Yahoo faces dark Monday over CEO's resume

Liam Tung | May 7, 2012 6:59 AM
Computer science degree - error or deception?

Yahoo is facing possible legal action if it does not publicly disclose how it vetted recently-appointed chief Scott Thompson. 

Thompson and Yahoo came under fire last week after Dan Loeb from investment firm Third Point questioned the accuracy of a claim on Thompson’s bio and Yahoo’s regulatory filings that he had a degree in computer science, All Things Digital reported. 

Yahoo confirmed the inaccuracy, claiming it was an “inadvertent error”, prompting Loeb's next demand that Yahoo's board release precise details about the selection process behind Thompson’s appointment by Monday 7 May. 

If it fails to meet the deadline Third Point “will consider it grounds for further action”, wrote Loeb.

Yahoo has removed the reference on Thompson’s bio from its website. However, it cannot do the same for its regulatory filing

The activist investor also wants to know whether Yahoo board members Maynard Webb (who allegedly "has long-standing ties” to Thompson) and Patti Hart who led the Search Committee, knew of Thompson’s alleged “deception” before Loeb’s first letter. 

Loeb has called for both of them to kicked off the board in either case. 

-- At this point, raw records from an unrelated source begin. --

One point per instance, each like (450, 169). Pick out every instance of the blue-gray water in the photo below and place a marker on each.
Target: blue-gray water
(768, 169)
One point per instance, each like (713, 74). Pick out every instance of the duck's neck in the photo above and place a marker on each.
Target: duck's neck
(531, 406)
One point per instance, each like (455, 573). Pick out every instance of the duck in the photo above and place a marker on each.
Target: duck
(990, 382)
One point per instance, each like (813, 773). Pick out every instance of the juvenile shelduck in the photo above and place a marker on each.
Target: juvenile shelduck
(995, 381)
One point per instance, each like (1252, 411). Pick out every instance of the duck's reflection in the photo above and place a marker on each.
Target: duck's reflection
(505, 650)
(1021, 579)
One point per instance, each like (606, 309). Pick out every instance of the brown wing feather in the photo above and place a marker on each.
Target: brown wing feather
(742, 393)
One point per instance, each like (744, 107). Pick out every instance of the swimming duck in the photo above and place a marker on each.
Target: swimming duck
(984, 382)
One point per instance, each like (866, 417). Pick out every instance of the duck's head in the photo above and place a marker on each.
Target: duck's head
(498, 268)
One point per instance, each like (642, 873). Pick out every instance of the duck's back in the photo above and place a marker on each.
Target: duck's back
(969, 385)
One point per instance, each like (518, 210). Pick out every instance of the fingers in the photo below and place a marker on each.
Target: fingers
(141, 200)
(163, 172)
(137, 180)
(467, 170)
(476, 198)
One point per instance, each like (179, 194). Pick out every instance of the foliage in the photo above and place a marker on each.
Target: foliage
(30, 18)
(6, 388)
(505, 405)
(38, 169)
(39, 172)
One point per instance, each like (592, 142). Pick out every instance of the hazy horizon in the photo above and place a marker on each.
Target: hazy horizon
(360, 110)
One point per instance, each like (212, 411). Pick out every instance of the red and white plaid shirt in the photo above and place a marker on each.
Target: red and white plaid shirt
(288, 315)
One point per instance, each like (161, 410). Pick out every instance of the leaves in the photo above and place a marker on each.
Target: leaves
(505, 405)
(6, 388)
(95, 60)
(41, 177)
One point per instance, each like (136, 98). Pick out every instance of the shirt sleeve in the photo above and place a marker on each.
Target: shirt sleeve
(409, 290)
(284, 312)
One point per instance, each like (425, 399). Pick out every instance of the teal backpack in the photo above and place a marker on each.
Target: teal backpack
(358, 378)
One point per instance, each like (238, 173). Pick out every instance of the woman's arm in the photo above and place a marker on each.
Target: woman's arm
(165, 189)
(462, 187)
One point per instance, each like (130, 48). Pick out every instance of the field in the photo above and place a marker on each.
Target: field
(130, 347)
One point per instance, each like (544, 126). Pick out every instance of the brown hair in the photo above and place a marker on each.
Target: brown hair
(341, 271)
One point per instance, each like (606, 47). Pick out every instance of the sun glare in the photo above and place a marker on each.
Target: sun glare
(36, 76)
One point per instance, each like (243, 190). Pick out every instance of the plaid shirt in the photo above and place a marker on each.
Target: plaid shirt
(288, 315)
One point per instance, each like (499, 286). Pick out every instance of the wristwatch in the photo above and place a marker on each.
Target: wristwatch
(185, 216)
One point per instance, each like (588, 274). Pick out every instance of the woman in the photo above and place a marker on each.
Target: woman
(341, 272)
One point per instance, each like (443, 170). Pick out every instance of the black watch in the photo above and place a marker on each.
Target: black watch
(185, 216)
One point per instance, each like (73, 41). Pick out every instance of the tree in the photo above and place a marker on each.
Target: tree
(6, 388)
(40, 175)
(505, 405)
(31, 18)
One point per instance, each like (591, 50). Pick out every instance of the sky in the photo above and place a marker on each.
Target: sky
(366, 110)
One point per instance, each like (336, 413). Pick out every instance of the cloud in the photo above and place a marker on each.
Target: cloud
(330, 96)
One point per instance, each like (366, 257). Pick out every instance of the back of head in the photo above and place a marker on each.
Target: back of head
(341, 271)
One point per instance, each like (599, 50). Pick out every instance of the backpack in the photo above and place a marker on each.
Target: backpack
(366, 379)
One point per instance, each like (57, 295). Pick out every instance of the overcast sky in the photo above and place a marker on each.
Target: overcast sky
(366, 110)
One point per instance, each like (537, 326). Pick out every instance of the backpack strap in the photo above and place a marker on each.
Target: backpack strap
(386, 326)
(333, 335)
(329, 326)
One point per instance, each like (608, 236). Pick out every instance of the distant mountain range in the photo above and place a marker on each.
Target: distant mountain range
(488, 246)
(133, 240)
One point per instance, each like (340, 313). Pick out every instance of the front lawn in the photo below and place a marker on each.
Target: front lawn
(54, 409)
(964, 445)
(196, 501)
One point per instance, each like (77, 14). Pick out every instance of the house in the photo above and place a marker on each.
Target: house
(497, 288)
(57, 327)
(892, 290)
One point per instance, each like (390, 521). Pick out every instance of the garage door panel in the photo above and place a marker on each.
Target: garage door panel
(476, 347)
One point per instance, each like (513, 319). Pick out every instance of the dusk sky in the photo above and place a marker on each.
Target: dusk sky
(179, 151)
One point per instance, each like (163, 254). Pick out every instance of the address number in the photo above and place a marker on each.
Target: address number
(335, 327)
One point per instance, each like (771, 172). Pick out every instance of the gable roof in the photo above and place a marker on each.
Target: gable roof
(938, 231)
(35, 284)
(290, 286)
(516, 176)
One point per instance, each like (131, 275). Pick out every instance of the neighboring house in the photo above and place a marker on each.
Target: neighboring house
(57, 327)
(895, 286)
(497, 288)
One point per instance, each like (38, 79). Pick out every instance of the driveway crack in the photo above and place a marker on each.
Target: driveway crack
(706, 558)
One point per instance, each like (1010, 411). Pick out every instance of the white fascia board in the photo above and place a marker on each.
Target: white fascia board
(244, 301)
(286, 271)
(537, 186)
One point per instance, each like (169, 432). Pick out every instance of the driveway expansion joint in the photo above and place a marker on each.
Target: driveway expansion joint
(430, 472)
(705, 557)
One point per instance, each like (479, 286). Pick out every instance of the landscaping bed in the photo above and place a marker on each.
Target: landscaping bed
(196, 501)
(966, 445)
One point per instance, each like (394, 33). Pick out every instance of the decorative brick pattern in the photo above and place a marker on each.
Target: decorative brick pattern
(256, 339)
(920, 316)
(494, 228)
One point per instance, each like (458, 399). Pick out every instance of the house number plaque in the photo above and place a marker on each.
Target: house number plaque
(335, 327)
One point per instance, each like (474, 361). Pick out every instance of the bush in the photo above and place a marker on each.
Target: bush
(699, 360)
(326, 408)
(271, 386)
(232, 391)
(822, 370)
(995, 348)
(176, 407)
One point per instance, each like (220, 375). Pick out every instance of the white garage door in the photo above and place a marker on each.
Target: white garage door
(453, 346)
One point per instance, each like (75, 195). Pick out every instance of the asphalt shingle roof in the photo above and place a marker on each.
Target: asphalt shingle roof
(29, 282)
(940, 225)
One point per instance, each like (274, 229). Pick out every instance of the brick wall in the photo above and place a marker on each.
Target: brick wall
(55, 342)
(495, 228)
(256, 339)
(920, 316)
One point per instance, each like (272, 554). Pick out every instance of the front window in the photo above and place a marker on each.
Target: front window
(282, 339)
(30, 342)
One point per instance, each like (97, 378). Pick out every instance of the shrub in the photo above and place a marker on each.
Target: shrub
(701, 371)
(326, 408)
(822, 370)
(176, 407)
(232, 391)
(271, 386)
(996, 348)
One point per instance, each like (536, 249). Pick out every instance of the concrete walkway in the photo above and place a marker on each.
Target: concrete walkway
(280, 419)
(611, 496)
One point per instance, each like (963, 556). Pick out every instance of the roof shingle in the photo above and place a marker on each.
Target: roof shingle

Loeb’s initial letter to Yahoo’s board last week - which sparked the controversy - stated that if Thompson “embellished his academic credentials that it 1) undermines his credibility as a technology expert and 2) reflects poorly on the character of the CEO...”

Thompson was plucked from his role as president at eBay's PayPal in January, replacing Carol Bartz, who was fired last September.

While Thompson did not have a degree in computer science, he had previously served as the chief information officer for Visa and previously a division of Barclay’s Bank, according to his LinkedIn profile.

Nonetheless, Loeb alleges that Thompson "cannot possibly have any credibility remaining with the all-important Yahoo! engineers, many of which earned real – not invented – degrees in computer science."